Our goal is to understand the human brain’s capacity for metacognition and self awareness, and how these processes are altered in disorders of mental health.
Metacognition refers to the ability to reflect on, monitor and control other cognitive processes. Metacognitive sensitivity is the extent to which our self-estimates of performance track objective success in a variety of domains including perception, decision-making and memory.
Distortions in metacognitive sensitivity may underpin the lack of insight that is common in a range of neurological and psychiatric disorders. The Metacognition Group combines computational models with behavioural and cognitive neuroscience approaches to deconstruct metacognition into its component parts, such as how we recognise our errors and develop beliefs about our skills and abilities. We have a special interest in the prefrontal cortex and how its functional anatomy supports self-awareness.
Revealing the neural foundations of metacognition
We have designed new psychophysical paradigms to distill processes supporting metacognitive confidence from lower-level (e.g. perceptual) uncertainty. In conjunction with fMRI, this has led to us identifying distinct neural contributions to metacognition in prefrontal subregions (Bang & Fleming, 2018; Fleming et al., 2018) and has revealed that such signals generalise across unrelated tasks, indicating a domain-general resource (Morales et al., 2018).
Identifying relationships between metacognition and mental health
We have identified systematic links between metacognition and mental health in large-scale general population samples (Rouault et al., 2018), and developed web-based tools to train and improve domain-general metacognitive sensitivity (Carpenter et al., 2019). These findings have led to ongoing clinical collaborations that are characterising changes in metacognition in depression (Zurich) and dementia (London).
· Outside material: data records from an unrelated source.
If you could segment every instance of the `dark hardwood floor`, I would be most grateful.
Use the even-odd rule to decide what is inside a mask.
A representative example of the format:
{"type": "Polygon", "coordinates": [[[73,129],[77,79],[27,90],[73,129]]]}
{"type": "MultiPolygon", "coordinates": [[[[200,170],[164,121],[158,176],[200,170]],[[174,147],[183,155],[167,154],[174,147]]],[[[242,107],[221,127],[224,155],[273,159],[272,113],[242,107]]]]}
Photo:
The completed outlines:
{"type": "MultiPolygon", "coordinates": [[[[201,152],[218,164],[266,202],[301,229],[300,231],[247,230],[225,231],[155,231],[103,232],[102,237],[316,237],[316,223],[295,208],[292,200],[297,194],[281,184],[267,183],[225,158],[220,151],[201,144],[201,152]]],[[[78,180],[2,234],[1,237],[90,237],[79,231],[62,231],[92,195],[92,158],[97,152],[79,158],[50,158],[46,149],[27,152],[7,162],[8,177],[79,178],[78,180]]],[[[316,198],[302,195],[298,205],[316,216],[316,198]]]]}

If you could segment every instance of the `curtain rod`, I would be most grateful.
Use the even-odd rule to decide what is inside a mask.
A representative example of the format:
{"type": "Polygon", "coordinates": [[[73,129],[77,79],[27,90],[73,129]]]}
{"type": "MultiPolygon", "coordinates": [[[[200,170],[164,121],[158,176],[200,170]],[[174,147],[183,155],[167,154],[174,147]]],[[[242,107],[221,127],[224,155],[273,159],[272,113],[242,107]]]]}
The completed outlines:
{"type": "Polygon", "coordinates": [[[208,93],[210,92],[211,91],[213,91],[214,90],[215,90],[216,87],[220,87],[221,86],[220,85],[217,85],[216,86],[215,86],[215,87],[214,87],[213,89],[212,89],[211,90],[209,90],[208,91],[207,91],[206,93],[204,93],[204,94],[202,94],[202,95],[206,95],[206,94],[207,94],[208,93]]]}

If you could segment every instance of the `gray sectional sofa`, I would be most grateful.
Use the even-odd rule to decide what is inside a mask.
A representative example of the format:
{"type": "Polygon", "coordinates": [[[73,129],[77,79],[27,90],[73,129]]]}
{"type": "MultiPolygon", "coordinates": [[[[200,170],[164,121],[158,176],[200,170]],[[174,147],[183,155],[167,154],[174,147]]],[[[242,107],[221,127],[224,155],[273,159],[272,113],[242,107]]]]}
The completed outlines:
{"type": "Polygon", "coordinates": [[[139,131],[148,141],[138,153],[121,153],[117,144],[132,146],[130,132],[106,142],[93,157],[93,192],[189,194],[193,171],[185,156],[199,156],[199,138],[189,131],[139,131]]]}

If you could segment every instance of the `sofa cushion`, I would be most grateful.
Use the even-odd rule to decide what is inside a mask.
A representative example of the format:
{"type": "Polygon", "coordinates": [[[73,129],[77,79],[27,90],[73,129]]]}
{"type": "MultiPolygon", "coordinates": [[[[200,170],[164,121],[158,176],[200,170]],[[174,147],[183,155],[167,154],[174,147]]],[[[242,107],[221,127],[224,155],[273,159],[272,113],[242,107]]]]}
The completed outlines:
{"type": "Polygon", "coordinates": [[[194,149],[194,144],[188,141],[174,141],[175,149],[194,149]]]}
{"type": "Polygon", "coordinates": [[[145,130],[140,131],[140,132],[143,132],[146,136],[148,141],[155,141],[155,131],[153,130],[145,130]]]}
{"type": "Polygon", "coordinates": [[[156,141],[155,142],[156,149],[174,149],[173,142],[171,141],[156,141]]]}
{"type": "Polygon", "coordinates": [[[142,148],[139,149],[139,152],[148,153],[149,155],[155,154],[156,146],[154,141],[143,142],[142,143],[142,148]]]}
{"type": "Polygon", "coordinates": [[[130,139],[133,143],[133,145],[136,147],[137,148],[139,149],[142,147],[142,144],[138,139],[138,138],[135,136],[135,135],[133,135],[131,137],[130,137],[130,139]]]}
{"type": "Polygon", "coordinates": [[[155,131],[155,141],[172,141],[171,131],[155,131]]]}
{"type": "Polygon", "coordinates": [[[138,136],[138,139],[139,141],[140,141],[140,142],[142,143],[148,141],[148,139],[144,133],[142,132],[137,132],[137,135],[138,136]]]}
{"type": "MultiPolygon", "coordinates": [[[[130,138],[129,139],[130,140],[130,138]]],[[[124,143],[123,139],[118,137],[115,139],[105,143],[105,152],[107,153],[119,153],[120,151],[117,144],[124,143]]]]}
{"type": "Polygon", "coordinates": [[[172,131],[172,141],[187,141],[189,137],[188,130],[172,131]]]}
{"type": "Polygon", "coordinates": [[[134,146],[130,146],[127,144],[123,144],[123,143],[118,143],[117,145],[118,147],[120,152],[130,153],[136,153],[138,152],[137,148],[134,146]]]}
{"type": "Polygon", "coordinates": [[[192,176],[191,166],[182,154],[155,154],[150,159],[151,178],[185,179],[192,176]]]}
To facilitate analysis of datasets from brief clinical assessments, we have developed hierarchical Bayesian models of metacognitive sensitivity (Fleming, 2017).
Testing computational models of self-awareness
We have developed computational (generative) models of metacognitive judgments that seek to account for lack of insight (Fleming & Daw, 2017) and the relationship between higher-order cognition and conscious awareness (Fleming, 2019). These models provide predictions for neural responses at different levels of a hierarchical model of metacognition that we are testing using functional imaging.